The two then went back to Sitaram, but this time with a plan: They realised that selling milkshakes in the world’s largest dairy market would require strong differentiation, since their product wasn’t exactly hard to make. And many Indian cities have their favourite vends already.

“Milkshakes have been available in different forms and lower price points for years,” said Gaurav Marya, chairman, Franchise India, a platform that connects entrepreneurs to franchisees. No one has packaged them in a way that make them aspirational, Marya added. That’s a feat Keventers has managed to achieve.

In 2015, the trio infused capital into the business and set out with a list of over 20 recipes divided into the “classics,” popular in the 1960s, and new flavours such as choco-peanut butter and tutti-frutti. The original Keventers recipe was all about the consistency of the milk, processed till it was very, very fine.

Ambience cool

The products apart, the look and feel of the stores had to be contemporary, with a lot of focus on positioning the brand aptly on social media. “We knew that if we need scale, we need to appeal to the younger generation and appeal to modern India,” Sitaram, now CEO and co-founder at the company, said. “What we did was a lot of engagement of social media, with retro-chic packaging (done in-house); an architect was roped in to make the stores look hip and contemporary.”

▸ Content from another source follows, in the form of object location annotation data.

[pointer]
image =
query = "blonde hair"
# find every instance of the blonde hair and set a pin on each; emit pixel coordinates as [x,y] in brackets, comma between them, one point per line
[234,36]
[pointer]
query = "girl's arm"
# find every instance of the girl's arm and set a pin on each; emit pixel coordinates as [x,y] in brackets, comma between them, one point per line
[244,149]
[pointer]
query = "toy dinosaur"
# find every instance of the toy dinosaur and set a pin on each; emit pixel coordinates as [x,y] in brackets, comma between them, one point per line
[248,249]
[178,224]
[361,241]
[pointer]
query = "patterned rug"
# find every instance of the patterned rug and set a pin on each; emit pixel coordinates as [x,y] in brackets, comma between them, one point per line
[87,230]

Keventer's glass bottles. Photo credit: Keventers

“Younger folks began sharing pictures of the bottles on Instagram and that really helped with our marketing,” Arora added.

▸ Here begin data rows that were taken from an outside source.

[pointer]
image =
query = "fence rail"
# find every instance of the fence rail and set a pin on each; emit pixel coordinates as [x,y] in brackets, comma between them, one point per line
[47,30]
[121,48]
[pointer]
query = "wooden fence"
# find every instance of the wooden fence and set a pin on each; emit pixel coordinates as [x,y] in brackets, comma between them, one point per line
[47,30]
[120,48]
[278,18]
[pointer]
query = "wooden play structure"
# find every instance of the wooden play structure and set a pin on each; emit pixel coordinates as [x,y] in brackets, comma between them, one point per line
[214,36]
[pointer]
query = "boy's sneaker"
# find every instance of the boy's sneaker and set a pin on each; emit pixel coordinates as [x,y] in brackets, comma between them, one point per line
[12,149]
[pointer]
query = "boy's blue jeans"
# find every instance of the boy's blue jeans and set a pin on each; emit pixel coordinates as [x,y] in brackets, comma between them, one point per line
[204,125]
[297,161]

In August 2015, Keventers opened a small store – its first since the Pitampura one was shut down – in Delhi’s Select CityWalk mall, adorned with black and white pictures from the early days of Keventers in India. “The response was well beyond our expectations,” said Sitaram. “We did over 10 times of what we had initially anticipated.”

While the initial customers were those in their 30s and 40s, “since they were the ones who actually had heard of the brand,” the word began to spread far and wide soon, Sitaram said.

Keventers closed the 2015-’16 financial year with Rs 4 crore in sales, riding on nostalgia, retro bottles, and, of course, the milkshakes.

Sitaram also pushed for the franchise route. The idea was simple: Keventers would provide the store design, bottles, recipes, and the syrups; the store owner would procure milk and ice cream locally. With an initial investment of Rs 20-25 lakh (including franchise rights), the model seems to have achieved scale, with close to 150 outlets already.

By financial year 2019, Keventers plans to add 100 more outlets, including in overseas markets like Nepal and west Asia.

However, it is going to be a Herculean task.

What next?

Keventers’ re-launch coincides with a booming food scene in urban India. A clutch of standalone milkshake vends such as Frozen Bottle and Makers of Milkshake has cropped up in cities like Bengaluru and Hyderabad. Market watchers are cautious about oversupply.

They will need to expand the company’s portfolio to sustain, said Marya. “If they continue to stick to the given model then store-store sales growth might be a challenge as they will be hit by inflation,” he said.

The brand will remain a beverage mainstay, though, Arora said. “We are developing lower-priced bottles (for smaller markets) and will keep introducing new flavours,” he added.

This article first appeared on Quartz.